La contre-expertise psychiatrique
      Rapport du 10.94.2012 de Terje Tørrissen et Agnar Aspaas


      Cette expertise du 10 avril contredit donc les conclusions de la première qui plaidait pour la "schizophrénie paranoïde".
      Les deux nouveaux experts norvégiens déclarent savoir que Breivik n'était ni psychotique ni inconscient ni arriéré mental au moment des faits. Il ne souffrait pas non plus d'un trouble mental grave obscurcissant la perception du monde.
      Voici donc un examen clinique qui parait raisonnable mais certaines affirmations laissent songeur. Pourquoi faut-il un examen 24 heures sur 24? Pourquoi affirmer qu'il "n'est pas psychotique" alors qu'un tel concept considéré de façon isolée n'a pas beaucoup de sens. Il ne se conçoit pas sans une détermination complémentaire? Le concept isolé de "psychotique" n'est en effet pas légitime. Psychose est un terme générique qui requiert une précision complémentaire pour asseoir un diagnostic. Un acte délictueux peut être commis sous l'empire d'un délire et d'hallucinations révélant l'existence d'une psychose d'un certain type par exemple d'une des variétés de la psychose schizophrénique. Mais le concept de psychose en soi ne possède pas de consistance psychiatrique suffisante.
      L'examen a consisté en un large balayage de la CIM ou de l'ICD avec l'apport de quelques tests psychométriques. Les experts ont examiné l'hypothèse de diverses cotes de l'ICD-10 comme le F 10-19, le F 20-29, le F 30-39, le F 60-69 et le F 70-89. L'hypothèse du trouble schizophrénique ou d'une forme paranoïde de la psychose schizophrénique a été contestée.

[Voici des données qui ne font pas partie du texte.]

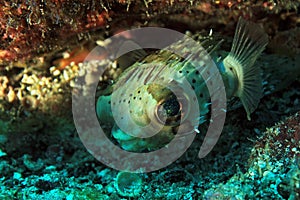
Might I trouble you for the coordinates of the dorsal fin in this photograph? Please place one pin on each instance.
(248, 43)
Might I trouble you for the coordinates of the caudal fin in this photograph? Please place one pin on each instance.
(248, 43)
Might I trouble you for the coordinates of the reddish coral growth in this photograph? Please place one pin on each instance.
(36, 27)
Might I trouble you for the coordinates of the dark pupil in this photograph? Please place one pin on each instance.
(171, 106)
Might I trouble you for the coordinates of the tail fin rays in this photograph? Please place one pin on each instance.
(248, 43)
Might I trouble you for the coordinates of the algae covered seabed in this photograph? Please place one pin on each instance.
(41, 155)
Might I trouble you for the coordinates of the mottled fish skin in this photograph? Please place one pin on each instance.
(143, 93)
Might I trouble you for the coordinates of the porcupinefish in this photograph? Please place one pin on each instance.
(147, 97)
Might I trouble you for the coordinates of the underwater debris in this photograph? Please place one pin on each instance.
(128, 184)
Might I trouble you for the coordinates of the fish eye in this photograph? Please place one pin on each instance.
(168, 111)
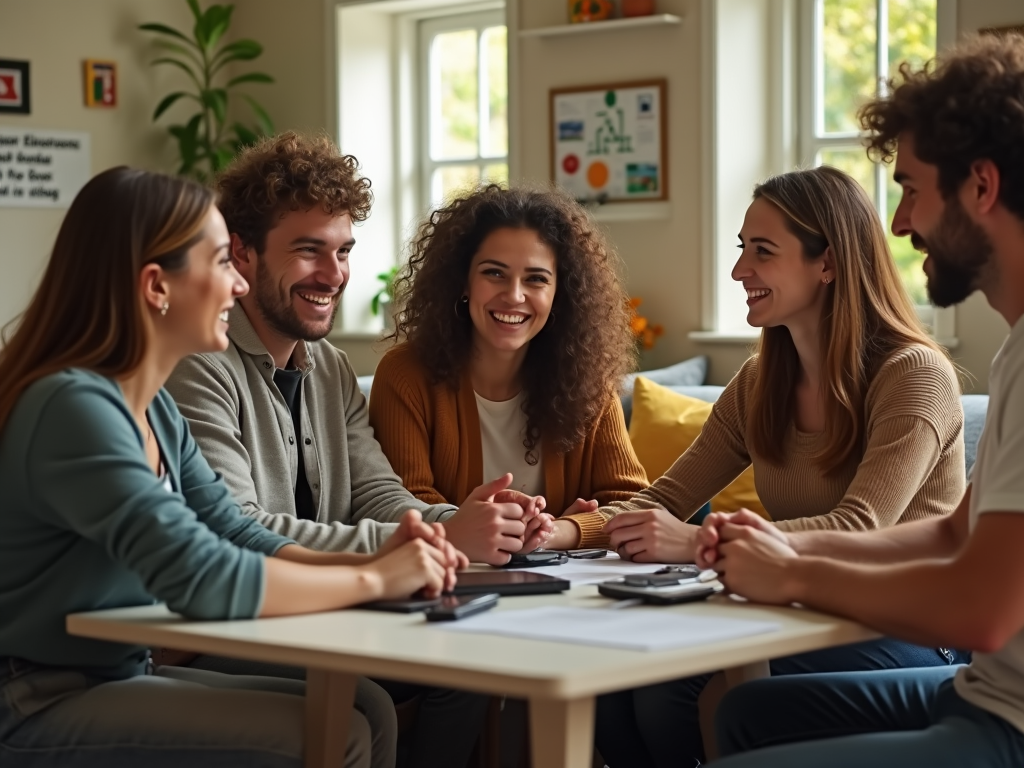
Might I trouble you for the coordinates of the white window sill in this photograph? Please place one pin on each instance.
(716, 337)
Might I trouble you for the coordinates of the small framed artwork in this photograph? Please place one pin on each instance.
(14, 87)
(608, 142)
(100, 83)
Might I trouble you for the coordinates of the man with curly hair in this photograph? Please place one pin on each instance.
(280, 416)
(955, 581)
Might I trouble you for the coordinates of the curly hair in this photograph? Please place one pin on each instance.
(577, 363)
(968, 107)
(289, 172)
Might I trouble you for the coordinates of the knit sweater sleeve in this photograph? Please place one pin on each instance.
(398, 417)
(913, 454)
(714, 460)
(616, 474)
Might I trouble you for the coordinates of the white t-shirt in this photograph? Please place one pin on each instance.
(503, 428)
(994, 682)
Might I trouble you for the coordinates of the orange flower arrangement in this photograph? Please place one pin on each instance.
(646, 333)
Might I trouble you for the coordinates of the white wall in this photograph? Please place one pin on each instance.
(55, 36)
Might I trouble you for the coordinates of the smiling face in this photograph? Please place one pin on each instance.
(782, 285)
(958, 250)
(299, 278)
(201, 294)
(510, 289)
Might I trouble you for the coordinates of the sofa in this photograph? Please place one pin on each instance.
(688, 378)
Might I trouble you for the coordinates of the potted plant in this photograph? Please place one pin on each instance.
(383, 300)
(206, 142)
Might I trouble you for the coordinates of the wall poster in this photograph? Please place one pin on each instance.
(608, 142)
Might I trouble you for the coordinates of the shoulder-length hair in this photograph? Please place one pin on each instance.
(866, 317)
(574, 366)
(87, 311)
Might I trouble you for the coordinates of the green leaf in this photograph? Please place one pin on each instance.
(166, 102)
(216, 99)
(181, 66)
(246, 136)
(163, 29)
(240, 50)
(262, 119)
(252, 77)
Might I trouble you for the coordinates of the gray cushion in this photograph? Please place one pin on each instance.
(689, 373)
(975, 409)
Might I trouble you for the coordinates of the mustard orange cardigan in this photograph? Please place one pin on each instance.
(431, 435)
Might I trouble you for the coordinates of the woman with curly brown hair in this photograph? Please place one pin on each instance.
(515, 340)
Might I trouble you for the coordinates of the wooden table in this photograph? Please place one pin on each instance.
(559, 680)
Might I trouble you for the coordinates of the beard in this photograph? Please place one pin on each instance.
(960, 251)
(275, 306)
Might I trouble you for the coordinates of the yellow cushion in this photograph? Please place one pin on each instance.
(665, 424)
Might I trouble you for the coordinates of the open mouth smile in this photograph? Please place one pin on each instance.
(508, 318)
(754, 295)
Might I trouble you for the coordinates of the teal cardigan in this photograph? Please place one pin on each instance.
(85, 524)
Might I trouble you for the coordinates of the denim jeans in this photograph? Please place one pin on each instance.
(892, 719)
(176, 716)
(657, 726)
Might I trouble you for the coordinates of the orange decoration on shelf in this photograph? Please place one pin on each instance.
(590, 10)
(646, 333)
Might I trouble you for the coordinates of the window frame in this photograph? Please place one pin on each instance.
(813, 139)
(427, 30)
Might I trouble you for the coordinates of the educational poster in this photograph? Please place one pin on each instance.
(608, 142)
(42, 169)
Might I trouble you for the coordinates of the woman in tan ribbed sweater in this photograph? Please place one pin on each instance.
(850, 415)
(515, 340)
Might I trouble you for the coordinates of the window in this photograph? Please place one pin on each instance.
(464, 103)
(856, 45)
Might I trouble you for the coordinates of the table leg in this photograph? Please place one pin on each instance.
(717, 687)
(330, 697)
(561, 732)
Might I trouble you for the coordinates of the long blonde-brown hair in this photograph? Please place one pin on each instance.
(87, 311)
(866, 317)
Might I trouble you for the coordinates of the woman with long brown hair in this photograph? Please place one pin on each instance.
(109, 503)
(849, 413)
(515, 340)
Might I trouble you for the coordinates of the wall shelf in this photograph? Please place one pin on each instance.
(613, 25)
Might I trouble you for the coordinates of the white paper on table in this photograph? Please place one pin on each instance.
(594, 571)
(632, 629)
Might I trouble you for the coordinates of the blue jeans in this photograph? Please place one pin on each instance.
(658, 726)
(892, 719)
(59, 717)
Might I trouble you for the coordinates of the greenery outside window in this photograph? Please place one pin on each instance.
(464, 103)
(856, 45)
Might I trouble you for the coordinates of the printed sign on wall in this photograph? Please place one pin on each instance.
(14, 92)
(608, 142)
(40, 168)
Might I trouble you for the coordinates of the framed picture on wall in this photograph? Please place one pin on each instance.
(100, 83)
(608, 142)
(14, 90)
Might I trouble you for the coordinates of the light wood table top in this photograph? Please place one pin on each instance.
(559, 679)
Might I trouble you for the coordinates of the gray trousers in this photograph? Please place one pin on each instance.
(177, 716)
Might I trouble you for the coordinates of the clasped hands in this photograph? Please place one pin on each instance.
(751, 555)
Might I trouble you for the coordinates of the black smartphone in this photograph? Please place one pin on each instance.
(587, 554)
(536, 558)
(454, 607)
(409, 605)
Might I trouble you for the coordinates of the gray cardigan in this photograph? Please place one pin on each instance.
(85, 524)
(244, 428)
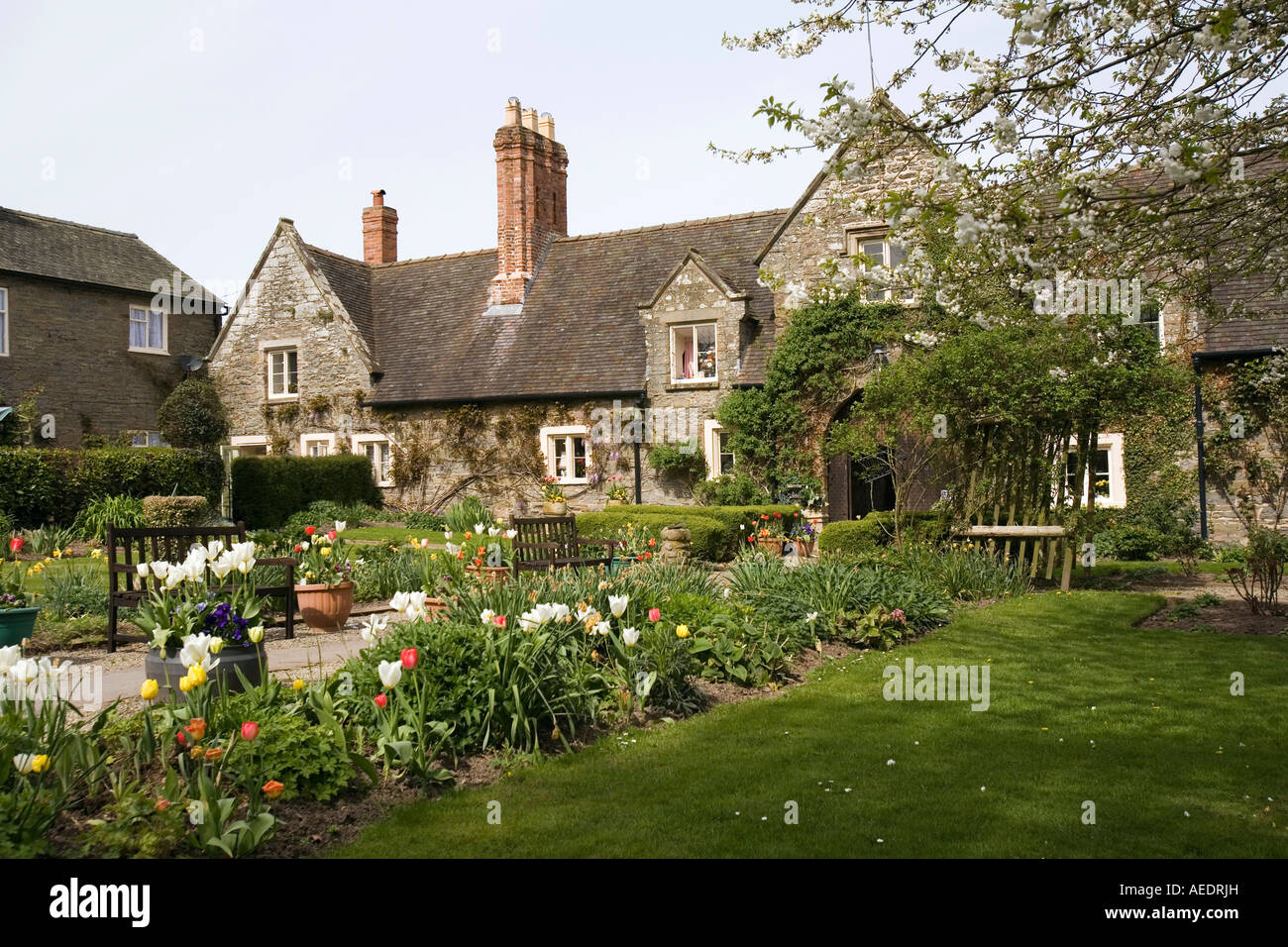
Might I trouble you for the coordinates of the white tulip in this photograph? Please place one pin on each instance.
(9, 656)
(390, 673)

Je rappelle à cet égard qu'il existe un contentieux ancien et non résolu à propos des termes "paranoïde et paranoïa" entre les francophones et les anglophones! Je rappelle que les précédents experts se référaient eux aussi précisément au F-20 de l'ICD-10 pour affirmer le type de psychose.

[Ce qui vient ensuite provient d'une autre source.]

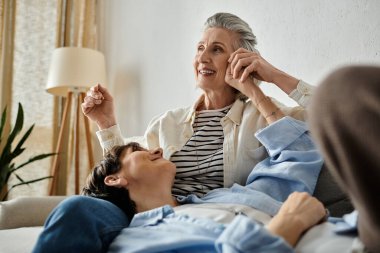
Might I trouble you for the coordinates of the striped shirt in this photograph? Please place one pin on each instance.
(200, 162)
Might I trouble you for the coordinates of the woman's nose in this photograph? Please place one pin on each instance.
(157, 151)
(203, 56)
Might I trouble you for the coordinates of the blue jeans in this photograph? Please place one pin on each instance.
(81, 224)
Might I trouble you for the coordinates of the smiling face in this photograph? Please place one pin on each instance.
(210, 61)
(141, 167)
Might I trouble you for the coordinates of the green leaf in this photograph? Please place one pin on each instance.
(2, 124)
(19, 178)
(16, 130)
(23, 139)
(33, 159)
(27, 182)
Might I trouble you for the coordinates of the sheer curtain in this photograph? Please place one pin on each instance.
(29, 32)
(76, 26)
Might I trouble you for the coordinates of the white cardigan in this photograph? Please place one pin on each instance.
(241, 149)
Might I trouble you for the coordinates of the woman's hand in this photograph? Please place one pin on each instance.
(297, 214)
(244, 63)
(98, 106)
(247, 87)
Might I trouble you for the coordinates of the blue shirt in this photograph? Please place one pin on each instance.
(293, 164)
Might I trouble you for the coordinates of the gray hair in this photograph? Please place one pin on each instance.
(247, 39)
(233, 23)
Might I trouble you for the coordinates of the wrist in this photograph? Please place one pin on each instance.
(104, 124)
(285, 82)
(289, 227)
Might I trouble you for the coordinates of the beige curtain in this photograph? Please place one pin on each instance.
(7, 31)
(27, 31)
(76, 26)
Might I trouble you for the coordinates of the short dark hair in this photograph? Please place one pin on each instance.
(111, 164)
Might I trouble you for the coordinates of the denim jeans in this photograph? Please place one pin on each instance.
(81, 224)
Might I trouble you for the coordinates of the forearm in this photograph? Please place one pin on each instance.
(264, 105)
(289, 228)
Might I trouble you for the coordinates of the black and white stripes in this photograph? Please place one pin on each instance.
(200, 162)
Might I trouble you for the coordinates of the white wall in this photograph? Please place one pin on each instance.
(149, 45)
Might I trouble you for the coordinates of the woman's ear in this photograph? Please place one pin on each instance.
(115, 181)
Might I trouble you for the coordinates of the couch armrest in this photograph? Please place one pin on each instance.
(27, 211)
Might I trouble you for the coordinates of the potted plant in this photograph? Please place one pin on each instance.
(9, 151)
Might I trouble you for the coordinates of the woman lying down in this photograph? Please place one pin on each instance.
(139, 182)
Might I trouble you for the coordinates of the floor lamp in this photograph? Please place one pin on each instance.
(72, 71)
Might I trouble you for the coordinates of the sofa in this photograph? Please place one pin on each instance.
(22, 219)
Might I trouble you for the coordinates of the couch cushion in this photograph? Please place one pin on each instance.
(26, 211)
(19, 239)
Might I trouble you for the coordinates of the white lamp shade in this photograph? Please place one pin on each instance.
(75, 68)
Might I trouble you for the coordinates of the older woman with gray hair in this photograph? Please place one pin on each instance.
(212, 143)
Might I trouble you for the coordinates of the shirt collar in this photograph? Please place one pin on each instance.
(151, 217)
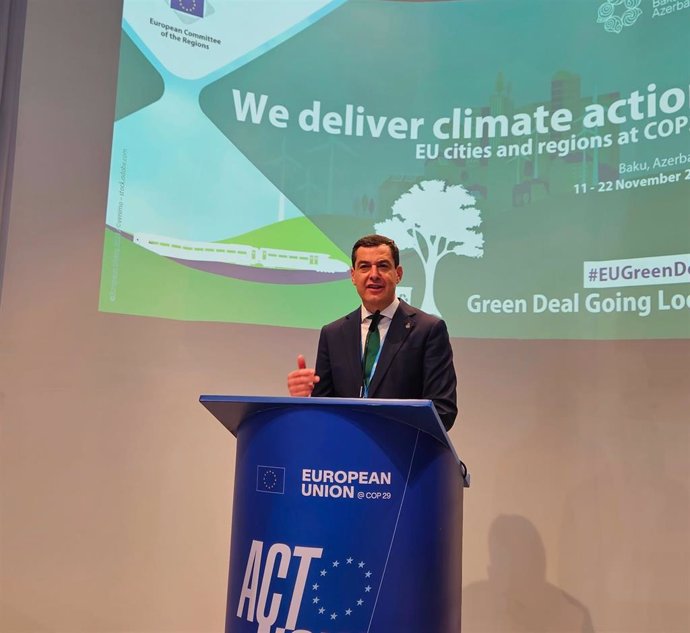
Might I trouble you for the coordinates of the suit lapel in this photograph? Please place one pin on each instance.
(400, 328)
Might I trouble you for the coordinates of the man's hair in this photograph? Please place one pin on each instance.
(369, 241)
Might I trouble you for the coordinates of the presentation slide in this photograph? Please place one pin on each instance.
(534, 168)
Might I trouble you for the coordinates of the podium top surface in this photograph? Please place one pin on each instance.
(232, 411)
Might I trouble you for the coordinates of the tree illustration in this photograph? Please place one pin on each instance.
(435, 219)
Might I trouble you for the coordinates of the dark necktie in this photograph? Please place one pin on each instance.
(371, 346)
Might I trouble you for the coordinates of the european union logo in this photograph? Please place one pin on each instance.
(341, 590)
(192, 7)
(270, 479)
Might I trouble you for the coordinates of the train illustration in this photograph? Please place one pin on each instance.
(239, 254)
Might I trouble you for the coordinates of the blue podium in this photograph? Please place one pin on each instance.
(347, 516)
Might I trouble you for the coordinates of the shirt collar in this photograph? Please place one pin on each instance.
(387, 312)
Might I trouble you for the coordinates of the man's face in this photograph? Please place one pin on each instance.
(375, 276)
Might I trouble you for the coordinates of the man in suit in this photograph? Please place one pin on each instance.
(414, 359)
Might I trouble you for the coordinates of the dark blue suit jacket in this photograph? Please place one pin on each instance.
(416, 361)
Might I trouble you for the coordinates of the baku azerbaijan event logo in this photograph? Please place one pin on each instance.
(616, 14)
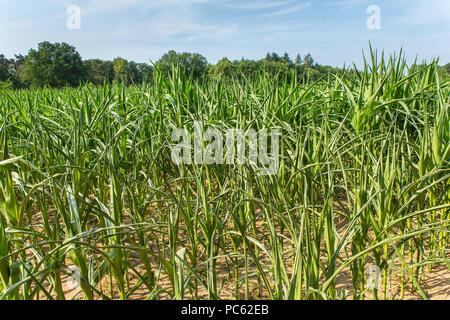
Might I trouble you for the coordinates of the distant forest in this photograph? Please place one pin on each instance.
(60, 64)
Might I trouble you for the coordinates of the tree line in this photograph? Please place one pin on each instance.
(60, 64)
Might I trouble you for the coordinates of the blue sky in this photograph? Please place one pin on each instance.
(333, 31)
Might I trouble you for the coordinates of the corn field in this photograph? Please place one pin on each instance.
(87, 183)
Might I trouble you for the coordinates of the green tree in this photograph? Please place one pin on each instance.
(122, 70)
(192, 64)
(53, 64)
(5, 65)
(308, 61)
(99, 71)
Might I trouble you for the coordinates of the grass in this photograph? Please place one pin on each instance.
(86, 180)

      Les experts écartent aussi l'hyhpothèse de troubles psychotiques brefs déclenchés par le stress, par des substances toxiques exogènes comme des psychoanaleptiques, des stéroïdes anabolisants, de l'éphédrine et de la caféine.

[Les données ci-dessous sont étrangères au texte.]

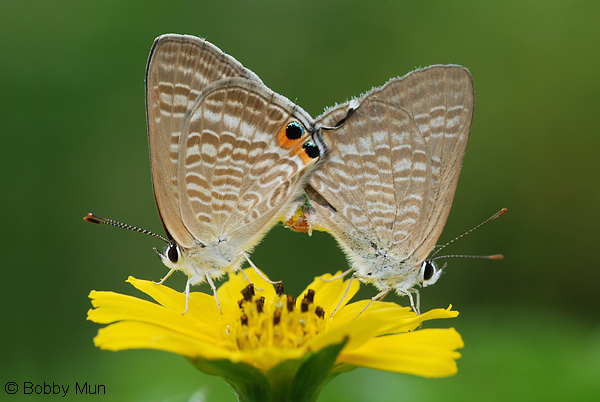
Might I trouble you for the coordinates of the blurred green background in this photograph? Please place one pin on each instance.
(74, 141)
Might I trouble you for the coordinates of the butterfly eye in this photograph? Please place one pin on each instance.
(173, 253)
(293, 131)
(311, 149)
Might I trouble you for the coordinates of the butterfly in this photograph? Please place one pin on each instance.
(387, 186)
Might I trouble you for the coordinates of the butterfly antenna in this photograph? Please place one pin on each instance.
(105, 221)
(491, 257)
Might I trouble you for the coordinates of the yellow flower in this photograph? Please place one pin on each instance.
(266, 331)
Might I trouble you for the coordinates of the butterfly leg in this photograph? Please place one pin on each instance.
(250, 282)
(166, 276)
(378, 296)
(193, 279)
(412, 303)
(344, 295)
(418, 297)
(257, 271)
(335, 278)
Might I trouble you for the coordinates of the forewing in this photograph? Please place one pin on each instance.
(441, 101)
(238, 168)
(179, 68)
(394, 163)
(365, 180)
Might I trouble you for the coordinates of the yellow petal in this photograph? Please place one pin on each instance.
(112, 307)
(428, 353)
(329, 293)
(136, 335)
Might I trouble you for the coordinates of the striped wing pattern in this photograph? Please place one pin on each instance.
(388, 184)
(224, 168)
(179, 68)
(236, 176)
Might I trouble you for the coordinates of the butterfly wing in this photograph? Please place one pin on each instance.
(389, 181)
(179, 68)
(244, 153)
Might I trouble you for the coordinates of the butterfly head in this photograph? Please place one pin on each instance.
(172, 255)
(429, 273)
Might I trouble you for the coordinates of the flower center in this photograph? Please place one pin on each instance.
(278, 322)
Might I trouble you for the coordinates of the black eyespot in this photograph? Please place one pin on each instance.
(428, 271)
(294, 131)
(311, 149)
(172, 253)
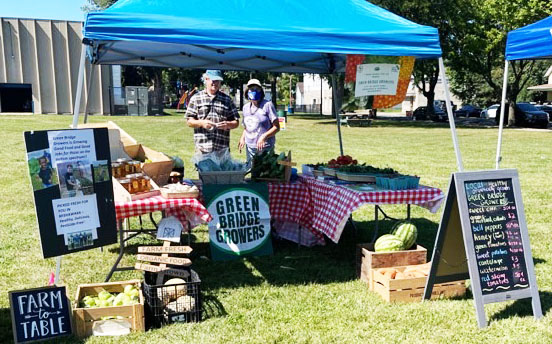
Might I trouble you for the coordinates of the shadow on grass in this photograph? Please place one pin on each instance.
(523, 308)
(212, 307)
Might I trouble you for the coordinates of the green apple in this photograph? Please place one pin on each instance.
(104, 295)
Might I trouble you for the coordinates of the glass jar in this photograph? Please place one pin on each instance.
(116, 170)
(135, 183)
(136, 165)
(125, 182)
(146, 183)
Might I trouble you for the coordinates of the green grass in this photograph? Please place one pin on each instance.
(302, 295)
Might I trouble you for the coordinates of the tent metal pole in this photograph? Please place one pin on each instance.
(88, 91)
(335, 110)
(450, 115)
(502, 110)
(76, 109)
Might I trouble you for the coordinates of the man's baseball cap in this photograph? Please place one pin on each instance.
(254, 82)
(214, 74)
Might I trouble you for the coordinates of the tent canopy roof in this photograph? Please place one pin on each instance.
(533, 41)
(280, 36)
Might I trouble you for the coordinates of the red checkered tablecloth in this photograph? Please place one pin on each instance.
(185, 209)
(333, 204)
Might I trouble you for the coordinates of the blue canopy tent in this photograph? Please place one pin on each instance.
(530, 42)
(273, 36)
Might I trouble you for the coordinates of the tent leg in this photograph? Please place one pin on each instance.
(450, 115)
(502, 108)
(88, 90)
(76, 109)
(335, 111)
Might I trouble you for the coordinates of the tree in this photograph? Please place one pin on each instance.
(478, 59)
(446, 16)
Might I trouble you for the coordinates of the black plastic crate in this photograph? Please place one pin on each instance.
(167, 304)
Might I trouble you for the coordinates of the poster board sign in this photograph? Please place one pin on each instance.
(376, 79)
(39, 314)
(485, 210)
(241, 220)
(70, 172)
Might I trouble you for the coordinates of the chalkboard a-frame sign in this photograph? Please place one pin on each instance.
(483, 236)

      Quelques réflexions cliniques nous paraissent manquer. Ainsi la notion de pensée paralogique ou pensée "déréelle" au sens d’Henri Ey n'est pas explicitée. Les formes très particulières du délire schizophrénique ne sont pas discutées. On a parfois l'impression que l'étude clinique entremêle les symptômes schizophréniques et ceux de l'automatisme mental de Clérambault. Cette concomitance est certes souvent constatée mais enfin ces syndromes peuvent tout de même se manifester indépendamment l'un de l'autre! Quoi qu'il en soit les experts ne retrouvent aucun de ces symptômes. Les experts écartent la notion de délire de grandeur comme on peut en observer l'apparition dans plusieurs sortes de psychoses.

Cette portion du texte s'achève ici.